Shri Bet His Campaign Fund on Crashing Bitcoin
With few private donors, Shri’s been trying to pay himself back for loans made to his campaign by gambling on crypto
Bitcoin is plummeting right now, crashing drastically from its high of $124,000 back in October. Recent traders are underwater and scrambling, as the cascading effect of rapidly liquidating leveraged positions drives the price lower and lower.
Michigan’s favorite looksmaxxing Congressman, Shri Thanedar, is one of them. Shri’s campaign has extreme financial exposure to the Bitcoin market and is hemorrhaging millions as the price plummets.
Shri is no stranger to cryptocurrency. By most accounts, he took an interest in it around 2017 after a conversation with his children.
His initial investments, before he was elected to Congress, aren’t public information. It’s easy to speculate, however, by looking at his public statements, crypto-cycle dynamics, and later financial disclosures.
Early 2017 was a major cycle top for Bitcoin, peaking and holding above $20,000 for a few months around the holidays. If Shri fell for the crypto hype, it was likely then. Like many other novice crypto traders, he probably bought a bunch of Bitcoin at the top and was stuck underwater when the price dropped severely.
Shri’s crypto investments started to make headlines again in February 2024 when he publicly disclosed sales of up to $800k in cryptocurrency investments, including $500,000 in Bitcoin and the rest in a few other smaller cryptocurrencies.

February 2024 marked a low point in the Bitcoin cycle, and Shri was widely mocked just a few weeks later when the prices surged again. He’d sold the bottom of the market and missed out on hundreds of thousands of dollars in potential gains.
In the most charitable view, Shri still made money on those crypto plays. If he’d bought the top of the market in 2017, and held all the way until those sale disclosures in 2024, he’d have roughly doubled his initial investment. Better than losing money, but fairly tame for 7 years in the crypto market.
Shri’s interest in cryptocurrency isn’t just limited to his own finances, however. His congressional campaign fund invested $3.7 million in Bitcoin in early 2024, through stock purchases of the Grayscale Bitcoin Trust.

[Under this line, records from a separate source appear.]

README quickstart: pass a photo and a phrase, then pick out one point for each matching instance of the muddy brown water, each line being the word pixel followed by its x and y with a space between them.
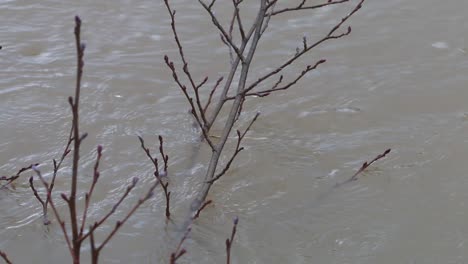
pixel 398 81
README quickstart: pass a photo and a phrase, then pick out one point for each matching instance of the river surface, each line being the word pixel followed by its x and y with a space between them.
pixel 398 81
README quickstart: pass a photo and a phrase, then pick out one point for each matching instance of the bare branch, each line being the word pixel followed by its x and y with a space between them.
pixel 179 252
pixel 157 173
pixel 45 218
pixel 57 215
pixel 202 126
pixel 366 164
pixel 302 7
pixel 211 93
pixel 223 31
pixel 120 223
pixel 229 241
pixel 4 255
pixel 10 179
pixel 205 204
pixel 308 48
pixel 113 210
pixel 275 88
pixel 88 195
pixel 237 150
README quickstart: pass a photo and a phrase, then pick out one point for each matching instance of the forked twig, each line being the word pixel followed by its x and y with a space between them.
pixel 240 137
pixel 205 204
pixel 180 251
pixel 302 7
pixel 5 257
pixel 10 179
pixel 158 173
pixel 229 241
pixel 366 164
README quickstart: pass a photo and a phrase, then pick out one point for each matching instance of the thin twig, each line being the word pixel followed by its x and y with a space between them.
pixel 205 204
pixel 223 31
pixel 5 257
pixel 194 112
pixel 366 164
pixel 237 150
pixel 179 252
pixel 113 209
pixel 88 195
pixel 231 240
pixel 10 179
pixel 157 173
pixel 309 47
pixel 56 213
pixel 302 7
pixel 213 90
pixel 186 70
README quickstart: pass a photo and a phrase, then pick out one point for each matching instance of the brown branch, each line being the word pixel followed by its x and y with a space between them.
pixel 157 173
pixel 185 69
pixel 238 149
pixel 179 252
pixel 223 31
pixel 202 125
pixel 213 90
pixel 88 195
pixel 302 7
pixel 205 204
pixel 10 179
pixel 366 164
pixel 112 211
pixel 45 218
pixel 120 223
pixel 56 213
pixel 307 48
pixel 238 19
pixel 276 88
pixel 4 255
pixel 230 241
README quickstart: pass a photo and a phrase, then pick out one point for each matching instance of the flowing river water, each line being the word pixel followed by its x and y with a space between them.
pixel 398 81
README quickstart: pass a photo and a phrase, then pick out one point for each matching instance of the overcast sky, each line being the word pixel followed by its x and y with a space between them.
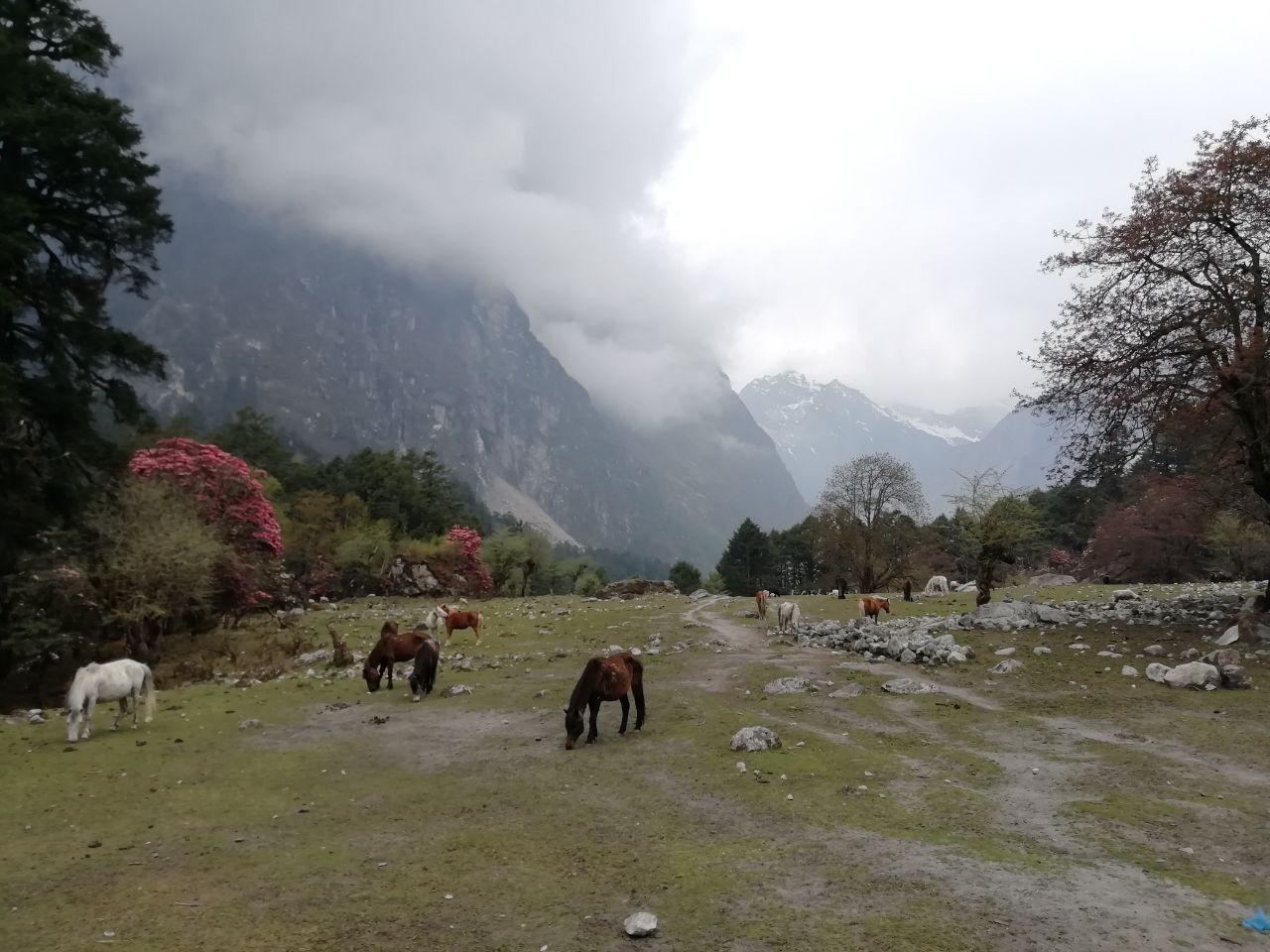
pixel 667 186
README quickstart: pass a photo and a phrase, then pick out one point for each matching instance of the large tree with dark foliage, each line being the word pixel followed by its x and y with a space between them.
pixel 866 518
pixel 746 565
pixel 79 213
pixel 1169 316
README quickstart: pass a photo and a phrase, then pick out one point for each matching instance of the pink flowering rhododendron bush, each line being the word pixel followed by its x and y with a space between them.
pixel 470 565
pixel 230 498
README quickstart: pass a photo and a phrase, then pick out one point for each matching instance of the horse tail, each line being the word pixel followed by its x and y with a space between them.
pixel 148 688
pixel 636 667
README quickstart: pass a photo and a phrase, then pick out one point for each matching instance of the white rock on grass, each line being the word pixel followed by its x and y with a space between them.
pixel 639 924
pixel 910 685
pixel 1228 638
pixel 792 684
pixel 1007 666
pixel 1193 674
pixel 847 690
pixel 753 739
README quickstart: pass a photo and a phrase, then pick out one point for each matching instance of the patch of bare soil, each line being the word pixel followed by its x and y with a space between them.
pixel 426 737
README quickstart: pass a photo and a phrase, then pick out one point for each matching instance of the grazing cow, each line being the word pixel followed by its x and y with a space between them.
pixel 786 617
pixel 870 607
pixel 456 621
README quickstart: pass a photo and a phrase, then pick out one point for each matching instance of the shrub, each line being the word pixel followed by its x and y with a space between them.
pixel 158 563
pixel 230 498
pixel 588 584
pixel 686 576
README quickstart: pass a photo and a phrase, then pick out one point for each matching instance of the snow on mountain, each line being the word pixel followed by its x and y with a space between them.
pixel 818 425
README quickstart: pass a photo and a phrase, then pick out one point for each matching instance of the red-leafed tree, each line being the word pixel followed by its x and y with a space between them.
pixel 471 566
pixel 1169 316
pixel 230 498
pixel 1157 537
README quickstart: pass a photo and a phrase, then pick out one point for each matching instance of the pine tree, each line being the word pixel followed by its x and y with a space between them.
pixel 79 213
pixel 746 565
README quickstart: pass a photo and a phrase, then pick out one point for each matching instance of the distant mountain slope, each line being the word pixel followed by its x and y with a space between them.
pixel 818 425
pixel 348 352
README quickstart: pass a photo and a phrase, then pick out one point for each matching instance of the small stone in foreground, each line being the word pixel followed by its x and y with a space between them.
pixel 642 923
pixel 754 739
pixel 910 685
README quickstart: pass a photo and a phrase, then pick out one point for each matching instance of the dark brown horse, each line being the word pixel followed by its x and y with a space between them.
pixel 390 649
pixel 425 673
pixel 456 620
pixel 604 679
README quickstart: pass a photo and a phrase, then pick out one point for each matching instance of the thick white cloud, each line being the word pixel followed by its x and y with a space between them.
pixel 852 191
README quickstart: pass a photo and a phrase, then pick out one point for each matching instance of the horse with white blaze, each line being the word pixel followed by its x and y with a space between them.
pixel 116 680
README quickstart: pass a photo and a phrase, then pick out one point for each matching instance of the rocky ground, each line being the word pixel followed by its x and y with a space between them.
pixel 1056 802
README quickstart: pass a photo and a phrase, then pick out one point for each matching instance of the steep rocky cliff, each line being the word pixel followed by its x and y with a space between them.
pixel 345 352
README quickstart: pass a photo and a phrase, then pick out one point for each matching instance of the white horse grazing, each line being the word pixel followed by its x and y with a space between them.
pixel 786 617
pixel 116 680
pixel 937 585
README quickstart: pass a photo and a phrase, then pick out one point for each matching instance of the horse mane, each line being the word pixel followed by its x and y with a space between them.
pixel 75 697
pixel 585 683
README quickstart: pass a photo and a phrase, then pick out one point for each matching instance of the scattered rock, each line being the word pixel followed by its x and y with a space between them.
pixel 1051 579
pixel 639 924
pixel 792 684
pixel 911 685
pixel 1193 674
pixel 753 739
pixel 849 689
pixel 1234 676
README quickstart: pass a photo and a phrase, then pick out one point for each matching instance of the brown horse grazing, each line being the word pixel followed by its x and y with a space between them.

This is the vast majority of Shri’s campaign war chest, dwarfing the amounts raised from individual donors. Shri’s campaign only raised $21k from donors in the fourth quarter of 2025, for example.
Initially, it seemed like a genius maneuver as Bitcoin prices rocketed. Shri’s campaign reported a $3 million gain in cash on hand the first two quarters after the investment. Eventually, they were reporting a total campaign war chest of over $8 million, extremely high for a congressional campaign.
Bitcoin prices have been tumultuous since then, however. The campaign reported a $1.87 million loss in Q4 of 2025, and that was before prices really started dropping. With Bitcoin down almost $30,000 since then, prices are now lower than they were when his campaign made the initial investments in 2024.

Shri’s campaign is rapidly growing underwater on their crypto investments, with no end to the market rout in sight.
In fairness, Shri isn’t the first person to round trip a few million dollars with poorly timed crypto plays. Making money in a crypto bull market is easy and addictive as you watch the green lines rocket into the stratosphere.
Knowing when to sell, when things shift into a bear market, is far more difficult. Traders often hang on too long, only to watch their profits decline, and eventually turn into losses, to their shock and disbelief.
He is, however, the first American politician to gamble his entire campaign fund on cryptocurrency.
It’s one thing to make risky investments with your own money. This is America after all. We applaud investment and risk. In fairness too, Shri has always been the biggest donor to his own campaigns.
That’s why his campaign still holds $11 million in debt, mostly owed to Shri himself. Given the scarcity of private donors, making a risky crypto play with campaign finance funds was the only way Shri could have ever paid himself back for the millions he’s spent on his campaigns.
Even still, it’s highly reckless, if not downright inappropriate, to solicit any money from donors at all and then turn your campaign into a Bitcoin hedge fund. It’s even worse to time the trade poorly and hold the position until it’s turned red, and lose money overall.
Shri’s donors, few though they are, should be aware. Whatever money they’re giving this strange ragamuffin of a man, he’s taking right to the crypto casino—and he’s not a very good gambler.
As for Shri himself, it’s time to take the L and move on. Those millions spent on his vain political campaigns aren’t coming back, and his constant grandstanding has alienated him from his party too. His political career is in a worse toilet than his campaign’s investments, and only his own desperation keeps it going.
Let it go, man, and get back to what you do best—investing in shady pharma companies that go bankrupt and abandoning beagles to die.